ユーリイは信じられないという目でアルセンを見て、「何を」と呟いた。しかし、その視線は確かに血の流れを追っていた。その顔には恐怖の表情を浮かべながら、血液が肘から滴り落ちて絨毯の上に染みを作るのを、彼は食い入るように見ていた。アルセンにはそれが分かった。アルセンは黙ったまま、再び腕に短剣をあてがった。
「やめて」
ユーリイが呻いた。
「アルセン、やめて!」
悲痛な声で訴えるのを聞き、司祭は手を止めた。ユーリイはぽたぽたと涙を零していた。両手でズボンを握りしめる仕草が幼かった。アルセンは呪縛から解かれたように、こわばった手から力を抜き、短剣を手放した。
ユーリイはしめった声でぽつりと呟いた。
「神父さま、ぼくは約束を破った」
司祭は目を瞑り、短く問いかけた。
「どんな子だ」
「知っていた?」
「ああ、知っていた……」
琥珀の瞳からとめどなく透明な雫を零しながら、ユーリイは「素敵な子だ」と言った。
「自分の脚で力強く森を駆ける、野うさぎのような子。うつくしく、逞しく棘をはり出すアザミのような子。ぼくとは違う、燃えるような赤毛の、そばかすの浮いた頬に、きれいな緑の目をして……」
司祭は沈黙を以って続きを促した。袖にぐっしょりと染み込んだ血液が冷え、不快だった。
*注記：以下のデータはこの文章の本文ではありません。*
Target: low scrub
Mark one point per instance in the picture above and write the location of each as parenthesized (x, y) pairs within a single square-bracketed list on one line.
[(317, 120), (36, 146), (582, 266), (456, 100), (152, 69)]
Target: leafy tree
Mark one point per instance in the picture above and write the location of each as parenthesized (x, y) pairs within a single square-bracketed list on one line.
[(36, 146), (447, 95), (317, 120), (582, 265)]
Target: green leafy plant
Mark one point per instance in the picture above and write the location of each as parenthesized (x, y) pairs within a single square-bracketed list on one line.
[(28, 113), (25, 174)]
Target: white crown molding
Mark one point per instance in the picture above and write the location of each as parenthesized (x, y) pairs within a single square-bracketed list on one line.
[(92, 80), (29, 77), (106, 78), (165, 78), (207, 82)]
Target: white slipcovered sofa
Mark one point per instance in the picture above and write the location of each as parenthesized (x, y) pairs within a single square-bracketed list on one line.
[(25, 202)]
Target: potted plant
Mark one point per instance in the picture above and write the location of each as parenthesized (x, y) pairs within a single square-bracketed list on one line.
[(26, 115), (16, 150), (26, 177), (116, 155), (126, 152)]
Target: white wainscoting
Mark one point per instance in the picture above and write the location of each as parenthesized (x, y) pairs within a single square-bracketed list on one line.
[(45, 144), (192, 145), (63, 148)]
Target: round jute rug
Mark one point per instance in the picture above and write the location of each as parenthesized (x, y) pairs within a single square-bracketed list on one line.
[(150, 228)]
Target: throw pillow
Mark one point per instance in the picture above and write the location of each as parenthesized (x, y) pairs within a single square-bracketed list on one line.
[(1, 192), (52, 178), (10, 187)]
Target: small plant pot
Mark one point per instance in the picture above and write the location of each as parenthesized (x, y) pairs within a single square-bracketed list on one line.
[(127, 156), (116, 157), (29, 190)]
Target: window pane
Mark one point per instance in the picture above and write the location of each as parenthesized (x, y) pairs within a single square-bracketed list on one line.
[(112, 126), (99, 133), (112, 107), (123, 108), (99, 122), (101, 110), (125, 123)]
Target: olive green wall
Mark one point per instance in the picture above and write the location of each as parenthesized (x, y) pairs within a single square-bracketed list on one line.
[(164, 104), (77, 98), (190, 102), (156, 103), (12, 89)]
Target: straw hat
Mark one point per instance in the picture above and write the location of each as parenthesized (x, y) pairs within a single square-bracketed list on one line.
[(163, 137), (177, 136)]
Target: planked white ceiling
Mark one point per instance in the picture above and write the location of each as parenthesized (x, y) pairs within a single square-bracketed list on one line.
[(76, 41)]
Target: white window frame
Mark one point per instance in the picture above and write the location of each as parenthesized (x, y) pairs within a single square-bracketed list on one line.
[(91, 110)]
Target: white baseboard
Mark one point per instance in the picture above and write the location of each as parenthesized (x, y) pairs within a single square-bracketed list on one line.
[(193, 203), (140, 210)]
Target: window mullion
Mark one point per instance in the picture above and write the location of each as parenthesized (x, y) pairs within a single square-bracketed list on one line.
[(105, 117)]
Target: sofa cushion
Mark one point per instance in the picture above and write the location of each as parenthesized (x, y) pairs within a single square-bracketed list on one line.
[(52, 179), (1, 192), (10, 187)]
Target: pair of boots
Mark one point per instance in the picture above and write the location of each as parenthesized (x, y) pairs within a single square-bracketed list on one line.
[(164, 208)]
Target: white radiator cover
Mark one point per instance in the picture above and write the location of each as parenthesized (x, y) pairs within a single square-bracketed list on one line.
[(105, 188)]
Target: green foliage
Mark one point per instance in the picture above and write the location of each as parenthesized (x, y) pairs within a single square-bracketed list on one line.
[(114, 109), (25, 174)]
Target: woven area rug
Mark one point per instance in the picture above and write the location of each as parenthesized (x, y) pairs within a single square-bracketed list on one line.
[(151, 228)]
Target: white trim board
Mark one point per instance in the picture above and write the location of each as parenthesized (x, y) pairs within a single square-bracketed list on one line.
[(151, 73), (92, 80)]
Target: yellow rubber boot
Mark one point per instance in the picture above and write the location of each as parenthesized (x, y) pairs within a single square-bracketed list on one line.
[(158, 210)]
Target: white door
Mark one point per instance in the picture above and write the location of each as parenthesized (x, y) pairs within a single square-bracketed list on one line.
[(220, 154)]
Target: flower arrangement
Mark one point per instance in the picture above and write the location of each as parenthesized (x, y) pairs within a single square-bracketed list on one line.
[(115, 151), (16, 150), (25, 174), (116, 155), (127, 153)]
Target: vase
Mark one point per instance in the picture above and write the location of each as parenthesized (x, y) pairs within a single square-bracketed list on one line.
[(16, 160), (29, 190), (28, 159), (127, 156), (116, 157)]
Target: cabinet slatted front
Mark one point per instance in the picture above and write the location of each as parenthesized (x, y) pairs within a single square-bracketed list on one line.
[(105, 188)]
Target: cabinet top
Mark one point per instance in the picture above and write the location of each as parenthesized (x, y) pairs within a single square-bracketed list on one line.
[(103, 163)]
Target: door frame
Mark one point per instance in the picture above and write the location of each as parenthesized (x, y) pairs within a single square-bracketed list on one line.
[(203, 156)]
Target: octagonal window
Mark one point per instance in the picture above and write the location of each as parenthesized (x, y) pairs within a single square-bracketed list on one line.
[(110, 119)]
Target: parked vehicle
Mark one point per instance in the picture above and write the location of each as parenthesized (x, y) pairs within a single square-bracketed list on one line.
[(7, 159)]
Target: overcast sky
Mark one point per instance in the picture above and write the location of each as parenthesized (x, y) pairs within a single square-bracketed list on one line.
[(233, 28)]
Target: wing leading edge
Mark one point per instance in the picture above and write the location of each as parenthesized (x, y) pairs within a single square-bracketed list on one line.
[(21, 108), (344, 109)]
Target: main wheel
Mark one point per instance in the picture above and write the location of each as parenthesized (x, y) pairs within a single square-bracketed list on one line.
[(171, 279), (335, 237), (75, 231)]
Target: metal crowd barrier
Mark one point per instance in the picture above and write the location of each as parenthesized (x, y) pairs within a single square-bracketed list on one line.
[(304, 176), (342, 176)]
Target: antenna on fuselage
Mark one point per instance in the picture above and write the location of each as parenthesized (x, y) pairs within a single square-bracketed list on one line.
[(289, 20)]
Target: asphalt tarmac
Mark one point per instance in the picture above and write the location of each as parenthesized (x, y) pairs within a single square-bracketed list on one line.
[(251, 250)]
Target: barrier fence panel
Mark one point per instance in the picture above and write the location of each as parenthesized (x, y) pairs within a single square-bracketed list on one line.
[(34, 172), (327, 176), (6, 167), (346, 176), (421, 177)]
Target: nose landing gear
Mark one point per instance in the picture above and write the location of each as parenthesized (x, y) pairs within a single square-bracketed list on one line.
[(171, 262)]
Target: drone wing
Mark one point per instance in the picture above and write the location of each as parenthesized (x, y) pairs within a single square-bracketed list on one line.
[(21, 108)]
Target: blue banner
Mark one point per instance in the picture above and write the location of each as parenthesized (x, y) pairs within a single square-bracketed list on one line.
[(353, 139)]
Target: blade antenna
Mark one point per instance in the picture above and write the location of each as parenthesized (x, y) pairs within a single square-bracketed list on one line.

「彼女がぼくを連れ出そうとした。ヒイラギモクセイの、あの棘のついた葉が、彼女の腕を傷つけた。血が流れ……ぼくは目が逸らせなくなった。ぼくは……彼女の膚を引き裂いて、その中に流れるあたたかい血潮を啜ってしまいたいと……ぼくは思った」
ユーリイの声は抑えられていたが、悲鳴じみていた。
「おそろしかった!」
アルセンは手を差し伸べようとしたが、その手は取られなかった。代わりにユーリイはかぶりを振り、両手で顔を覆った。
「彼女は諦めないだろう。アルセン、ぼくはおそろしい。ぼくの中に棲むこの化物が」
「彼女と会うのをやめなさい」
アルセンは呟いた。
「もう会ってはいけない」
「できない……できない、アルセン……」
ユーリイは再び子どもっぽい仕草で首を振った。
「……ユーリイ」
「それに、このままではいずれあなたを殺してしまう」
細く嫋やかな指の間から、ぎらつくユーリイの瞳がアルセンを射抜いた。
「ぼくは大人に近づいてゆく。ぼくの渇きは強まるばかりだ。人を死にいたらしめなくては癒されないほどに──」
「大丈夫だ」
「大丈夫?」
ユーリイが繰り返し、顔を覆っていた手を放した。そして、アルセンの膝にゆっくりと触れた。骨の輪郭を確かめるようなその触れ方に、アルセンはぞっとした。ユーリイの瞳はまだ濡れていたが、もう新しい雫を零してはいなかった。
「知っているくせに、アルセン、ぼくの優しい神父さま……」
ユーリイのまなざしは今は蠱惑的な色を帯びていた。アルセンは彼から目を逸らせなくなった。ユーリイはアルセンにうつくしい顔を近づけ、睦言でも囁くように問いかけた。
「どうしてこれまで人が〈異形〉と共存できなかったのかを。何人殺した? ぼくと同じものを」
司祭の表情の変化を見て取って、すぐにユーリイの顔は苦しげに歪み、か細い声で「ごめんなさい」と絞り出した。アルセンは自分が呼吸を止めていたことに気づき、ひどく狼狽しながら乱れた息をした。ユーリイは立ち上がり、アルセンを悲しげに見下ろした。
「神父さま、本当はぼくは知っているんだ。分かっている。彼女がぼくの腕を引いたとき、ぼくには分かった。ぼくはけっしてこの外に出ていけはしないのだと」
アルセンは返事ができなかった。その夜ユーリイが口にした最後の言葉が、いつまでも痛ましく胸の中に残り続けた。
ぼくはこの箱庭の中でしか生きられないのだ、と。